12:30 p.m. It is like that Lost in Austen programme. No, it is that Lost in Austen programme, where I have ended up in Lizzy Bennet’s place in Pride and Prejudice novel. Except, I’ve also seemed to do a Peggy Sue Got Married, and turned 21. Plus, there might be an alive Mr. Darcy close by!

“How is Mr. Darcy?” I asked, as nonchalantly as possible.

“Oh, he’s a fine, young man. Good breeding, good character. Though Lizzy isn’t too fond of him!” Jane said, in good humour.

“Have Lizzy and him danced yet?” My heart leapt as I said it.

“How queer of you to ask Mrs. Darcy!”

“Oh, call me Bridget.”



“He had asked her, but she refused him. She isn’t fond of the gentleman. I thought the feeling was mutual, but he did ask her…”

“Where is he now?” I was determined to see him. To see a Mr. Darcy, since the only other living Mr. Darcy I knew was my octogenarian father-in-law, whom the children and I like to call Grandpoo.

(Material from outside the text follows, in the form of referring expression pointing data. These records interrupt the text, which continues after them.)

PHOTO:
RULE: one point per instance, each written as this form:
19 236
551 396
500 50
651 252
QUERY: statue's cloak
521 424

“He’s still in Netherfield. Would you like to meet him? To tell him about your husband? Maybe they are distant relations.”

Jane seemed rather eager. Oh, of course. If Darcy’s there, then Bingley’s there too.

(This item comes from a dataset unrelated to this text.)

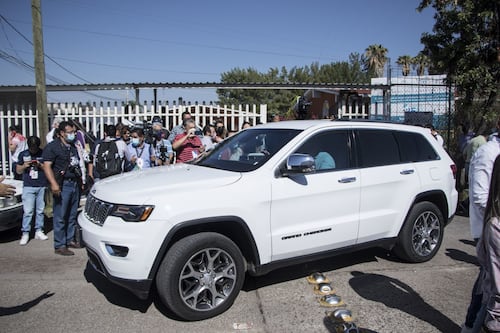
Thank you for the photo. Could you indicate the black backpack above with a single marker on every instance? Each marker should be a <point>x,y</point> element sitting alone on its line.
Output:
<point>108,160</point>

“What about Lizzy?” I said.

“Well, Mrs. Darcy, Bridget, it is not like I’m not worried about my sister. Lizzy is the dearest thing to me in the world, and I would give my life for her. Perhaps, if she did not return by the afternoon, we could call on Netherfield Park and ask for Mr. Darcy’s help?”

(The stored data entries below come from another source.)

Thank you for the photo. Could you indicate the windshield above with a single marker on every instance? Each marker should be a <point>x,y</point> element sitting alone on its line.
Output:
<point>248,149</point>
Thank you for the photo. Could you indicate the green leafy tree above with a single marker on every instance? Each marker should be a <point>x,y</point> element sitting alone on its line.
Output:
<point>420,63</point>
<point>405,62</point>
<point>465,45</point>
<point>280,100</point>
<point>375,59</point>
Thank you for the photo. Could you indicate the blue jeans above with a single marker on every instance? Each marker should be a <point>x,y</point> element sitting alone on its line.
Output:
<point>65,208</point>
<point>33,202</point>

Of course, he would help her. Help us. He is an honourable man, even if they aren’t properly in love yet. Though, I want him for myself. Just to see him. In the flesh. Colin Firth hardly did him justice without costume and setting both times I met him.

“Of course, Jane. We will. But, will you kindly do me a favour?”

“Yes, of course, Bridget. Name it.”

“Will you, and your family, conceal the fact of me being Mrs. Darcy? Address me by my maiden name instead. Call me Bridget Jones. You said Mr. Darcy can be unpleasant, and I don’t want him to get the impression I’m asking favours from him by flaunting my dead husband’s name.” Wow. The eighteenth century automatically makes you more articulate. Why can’t I speak like this in the 21st?

“Of course, Bridget. I will tell them to do so immediately. You are our guest. I knew from the moment I saw you that we shall be friends. Sisters even.”

4 p.m. Felt bad for the family as we sat at lunch. They hadn’t even been to church, waiting for Lizzy instead. The Sunday roast was fabulous. My mum being a terrible cook, and myself following in her footsteps, this sort of rich, homely fare hasn’t often come along. Maybe, Lizzy is living my 21st century life instead, like Lost in Austen programme. And though am about to call on Mr. Darcy, Lizzy had better not have designs on Mr. Wallaker.

8 p.m. What an insufferable, haughty bore. Austen did exaggerate this time, when she actually gave him a good character. He acted as though it was beneath him to share even the air in the room with me. Okay, I did follow him everywhere he went, even in the back garden after twilight when he’d gone to take a piss. But, where are the sparks, the fireworks? This is bloody Mr. Darcy, after all! The object of love and lust for generations of women! We pined after this? He looks constipated most of the time, and about to sneeze the rest of it. Okay, he suspiciously does look like Colin Firth, but that doesn’t remedy the situation. I should have told him I’m bloody Mrs. Darcy, married to top human rights barrister Mark Darcy, who is aeons better than some landed gentry with awkward crotch-enhancing trousers, and absolutely horrid social manners. How had we spent more than half of our lives pining after this stuck-up arse?

Great arse though, which I noticed right before he noticed me noticing him as he was about to piss into a bush.

I want to hate him, I do hate him, but oh, I’d love to shag him blind.